ISSN (Print): 0974-6846 ISSN (Online): 0974-5645

# Modified Architecture for Distributed Arithmetic with Optimized Delay using Parallel Processing

S. Subathradevi<sup>1\*</sup> and C. Vennila<sup>2</sup>

<sup>1</sup>A.P. Department of ECE, Anna University, BIT Campus Tiruchirappalli, Tamil Nadu, India; saminathan.sruthi@gmail.com <sup>2</sup>Department of ECE, Saranathan College of Engineering, Tiruchirappalli, Tamil Nadu, India; vennila.nitt@gmail.com

#### **Abstract**

In VLSI design of system configuration, the important parameter speed is playing a vital role in the design which is purely determined by the delay of the design. In the delay of the design is arrived by design delay and routing i.e. path delay. Nowadays in the design, the path or routing delay dominates more due to miniaturization of the design. During earlier days design delay dominates more. Because of scaling in the design, it is essential to concentrate more towards routing delay of the design to get the optimized delay in turn optimized speed in trade of with area. In the proposed work, by reviewing different architecture was constructed with different basic module in order to achieve optimized delay which is realized using verilog HDL.
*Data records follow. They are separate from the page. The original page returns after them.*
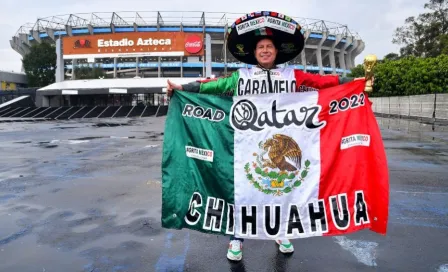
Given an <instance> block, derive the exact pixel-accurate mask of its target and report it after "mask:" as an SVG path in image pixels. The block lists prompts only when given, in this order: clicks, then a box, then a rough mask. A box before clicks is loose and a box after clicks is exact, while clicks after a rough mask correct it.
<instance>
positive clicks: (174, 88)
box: [166, 80, 182, 97]
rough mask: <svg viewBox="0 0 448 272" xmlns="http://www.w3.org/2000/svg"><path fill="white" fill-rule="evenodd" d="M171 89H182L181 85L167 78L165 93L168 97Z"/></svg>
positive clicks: (170, 96) (179, 89) (172, 91)
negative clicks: (166, 94) (176, 83)
mask: <svg viewBox="0 0 448 272" xmlns="http://www.w3.org/2000/svg"><path fill="white" fill-rule="evenodd" d="M173 90H182V85H179V84H175V83H173V82H171V81H170V80H167V86H166V93H167V95H168V96H169V97H171V96H172V95H173Z"/></svg>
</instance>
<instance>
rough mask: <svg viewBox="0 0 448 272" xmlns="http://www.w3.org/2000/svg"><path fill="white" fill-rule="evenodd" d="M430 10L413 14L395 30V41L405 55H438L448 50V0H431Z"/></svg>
mask: <svg viewBox="0 0 448 272" xmlns="http://www.w3.org/2000/svg"><path fill="white" fill-rule="evenodd" d="M424 7H425V9H426V10H428V12H425V13H422V14H419V15H418V16H417V17H415V16H412V17H409V18H407V19H406V20H405V25H404V26H401V27H398V28H397V29H396V30H395V34H394V38H393V40H392V42H393V43H395V44H398V45H400V46H402V47H401V48H400V53H401V55H403V56H418V57H436V56H438V55H440V54H442V53H445V54H446V53H447V51H448V41H447V36H448V0H429V2H428V3H426V4H425V5H424Z"/></svg>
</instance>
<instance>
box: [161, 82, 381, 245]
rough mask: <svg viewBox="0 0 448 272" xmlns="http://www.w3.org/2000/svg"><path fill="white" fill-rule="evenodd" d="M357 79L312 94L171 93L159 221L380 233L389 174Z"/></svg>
mask: <svg viewBox="0 0 448 272" xmlns="http://www.w3.org/2000/svg"><path fill="white" fill-rule="evenodd" d="M363 89H364V81H362V80H361V81H355V82H351V83H348V84H344V85H340V86H337V87H332V88H328V89H324V90H320V91H319V92H307V93H292V94H266V95H253V96H239V97H238V96H235V97H223V96H214V95H206V94H196V93H186V92H175V93H174V96H173V97H172V99H171V102H170V106H169V112H168V116H167V119H166V128H165V139H164V147H163V162H162V179H163V181H162V187H163V188H162V190H163V191H162V195H163V196H162V200H163V203H162V226H163V227H164V228H170V229H182V228H188V229H193V230H197V231H201V232H206V233H215V234H222V235H234V236H236V237H242V238H251V239H274V238H277V237H279V238H280V237H283V238H289V239H294V238H304V237H310V236H323V235H337V234H343V233H350V232H354V231H358V230H361V229H370V230H372V231H374V232H377V233H380V234H385V233H386V227H387V221H388V203H389V179H388V169H387V161H386V156H385V150H384V146H383V142H382V138H381V134H380V130H379V128H378V125H377V122H376V120H375V117H374V114H373V112H372V109H371V103H370V102H369V100H368V97H367V95H366V94H365V93H364V92H363Z"/></svg>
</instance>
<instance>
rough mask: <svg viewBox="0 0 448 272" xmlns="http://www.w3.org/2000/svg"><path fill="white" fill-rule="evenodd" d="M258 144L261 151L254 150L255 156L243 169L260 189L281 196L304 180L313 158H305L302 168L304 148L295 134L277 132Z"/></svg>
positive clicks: (246, 175) (293, 188)
mask: <svg viewBox="0 0 448 272" xmlns="http://www.w3.org/2000/svg"><path fill="white" fill-rule="evenodd" d="M258 147H259V149H260V153H253V156H254V157H255V160H254V161H252V162H251V163H247V164H246V165H245V167H244V170H245V172H246V177H247V179H248V180H249V182H250V183H251V184H252V185H253V186H254V187H255V188H256V189H258V190H259V191H260V192H262V193H265V194H272V195H274V196H281V195H283V194H285V193H290V192H292V190H293V189H295V188H297V187H299V186H300V185H301V184H302V182H304V181H305V178H306V176H307V175H308V173H309V170H310V168H309V167H310V165H311V162H310V161H309V160H306V161H305V167H304V168H303V170H301V169H302V150H301V149H300V147H299V145H298V144H297V142H296V141H295V140H294V139H293V138H291V137H289V136H287V135H283V134H275V135H273V136H272V137H271V138H269V139H267V140H266V141H264V142H263V141H261V142H260V143H259V144H258ZM266 155H267V158H266V157H265V156H266Z"/></svg>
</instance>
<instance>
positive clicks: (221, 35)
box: [10, 11, 364, 79]
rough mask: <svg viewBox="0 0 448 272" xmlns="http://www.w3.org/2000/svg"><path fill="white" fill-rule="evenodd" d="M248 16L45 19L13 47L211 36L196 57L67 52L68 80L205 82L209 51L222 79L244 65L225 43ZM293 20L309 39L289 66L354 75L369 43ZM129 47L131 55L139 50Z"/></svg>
mask: <svg viewBox="0 0 448 272" xmlns="http://www.w3.org/2000/svg"><path fill="white" fill-rule="evenodd" d="M243 15H244V14H242V13H218V12H161V11H160V12H159V11H154V12H110V13H90V14H67V15H60V16H51V17H46V18H41V19H38V20H37V21H36V22H35V23H29V24H25V25H23V26H21V27H20V29H19V30H18V31H17V33H16V35H15V36H14V37H12V39H11V41H10V44H11V46H12V48H13V49H14V50H15V51H17V52H18V53H19V54H21V55H25V54H26V53H27V52H29V47H30V45H31V44H33V43H36V42H37V43H39V42H42V41H49V42H55V41H56V40H57V39H59V38H63V42H64V38H68V37H75V38H74V39H68V40H67V42H75V41H81V40H86V41H89V39H92V40H93V41H97V40H101V38H105V39H106V40H110V39H112V40H115V41H122V40H123V41H124V40H126V39H128V41H129V40H130V37H132V38H136V39H138V38H143V39H151V38H153V37H156V38H167V37H170V36H174V35H178V34H179V33H185V34H200V35H199V37H200V38H202V39H205V38H206V36H207V35H209V36H210V38H211V48H210V49H209V48H206V49H205V51H204V50H202V49H203V48H202V47H203V46H204V44H205V42H204V41H203V42H202V43H199V45H198V46H200V47H201V48H200V49H201V50H200V51H198V52H196V53H197V54H191V53H189V56H187V55H186V54H183V53H181V52H164V54H160V53H159V54H155V53H153V54H148V52H145V53H146V54H135V55H131V54H128V55H123V56H120V55H119V54H114V55H113V56H112V55H111V56H107V54H108V53H115V52H112V50H113V49H111V50H109V51H108V52H106V51H105V50H103V52H101V53H102V54H97V56H95V60H94V61H93V60H89V58H88V57H86V55H82V54H81V55H80V54H73V56H70V55H68V54H67V53H66V52H64V67H65V73H64V74H65V79H71V78H72V73H71V72H72V69H73V68H75V69H76V67H82V66H89V65H90V66H93V65H94V64H96V65H99V66H100V67H102V68H103V69H104V70H106V72H107V75H108V77H109V76H110V77H135V76H140V77H204V75H205V74H206V71H205V60H206V56H204V52H205V53H206V54H205V55H207V53H211V54H210V57H211V69H212V71H211V73H212V74H213V75H215V76H221V75H224V74H226V73H229V72H231V71H234V70H236V69H238V68H240V67H244V66H245V64H241V63H238V62H237V61H236V60H235V59H234V58H233V57H232V55H231V54H230V53H229V52H228V50H226V44H225V39H224V37H225V33H226V32H227V28H228V27H230V26H231V25H232V24H233V23H234V22H235V21H236V20H237V19H238V18H240V17H241V16H243ZM292 18H293V19H294V20H295V21H296V22H298V23H299V24H300V25H301V26H302V29H303V31H304V34H305V37H306V39H307V40H306V47H305V50H304V51H303V53H302V54H301V55H300V56H299V57H297V58H296V59H295V60H293V61H292V62H290V63H288V64H289V65H291V66H294V67H295V68H298V69H302V70H305V71H307V72H313V73H318V72H320V73H337V74H345V73H347V72H349V70H350V69H351V68H352V67H353V66H354V60H355V58H356V56H358V55H359V54H360V53H361V52H362V50H363V49H364V43H363V41H362V40H361V38H360V37H359V35H358V34H357V33H355V32H353V31H350V30H349V28H348V27H347V26H346V25H343V24H339V23H333V22H328V21H324V20H317V19H307V18H297V17H292ZM93 41H92V42H93ZM127 45H128V47H131V48H132V50H134V49H135V48H134V47H136V46H129V44H127ZM64 46H65V45H64ZM70 46H72V45H71V44H70ZM65 48H66V47H64V49H65ZM104 48H106V47H104ZM131 48H130V49H131ZM208 50H209V51H208ZM71 53H72V52H70V54H71ZM185 53H188V52H185ZM78 57H79V58H78ZM89 62H90V63H89ZM93 62H94V63H93Z"/></svg>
Keywords: Architecture, Distributed Arithmetic, FIR Filter, Parallel Processing, Routing Delay, VLSI Design

# 1. Introduction

For any system design, the arithmetic units are much important to make it as a successful design. Arithmetic units like adders took much important part to play a role since subtraction and multiplication are all computed by computation of addition only. For any design there is a need to use arithmetic circuits. Without those circuits none other designs can be made. By concentrating delay minimization in arithmetic circuits such as distributed arithmetic, surely leads to make greater impact in minimizing the delay in all the design. So, if the speed is achieved by minimizing the delay in the architecture of the distributed arithmetic surely it leads to better performance in the speed of the design in the system. The Distributed Arithmetic computation is mainly related with Look-Up-Table (LUT).

In Look-Up-Table the pre-computed values gets stored and utilized for computation. Distributed Arithmetic using look-up-table is the widely used method for computation while doing FPGA based implementation.

So, various distributed arithmetic architectures were surveyed, realized and their delay was compared<sup>9</sup>.

This paper gets flow as follows. Section - 1 gives the introduction Section - 2 briefs about the Distributed Arithmetic. Section - 3 brief about the Literature Survey and Existing Architecture. Section - 4 deals with proposed Architecture. Section - 5 displays the results and comparison of result and Section - 6 deals with conclusion of the work.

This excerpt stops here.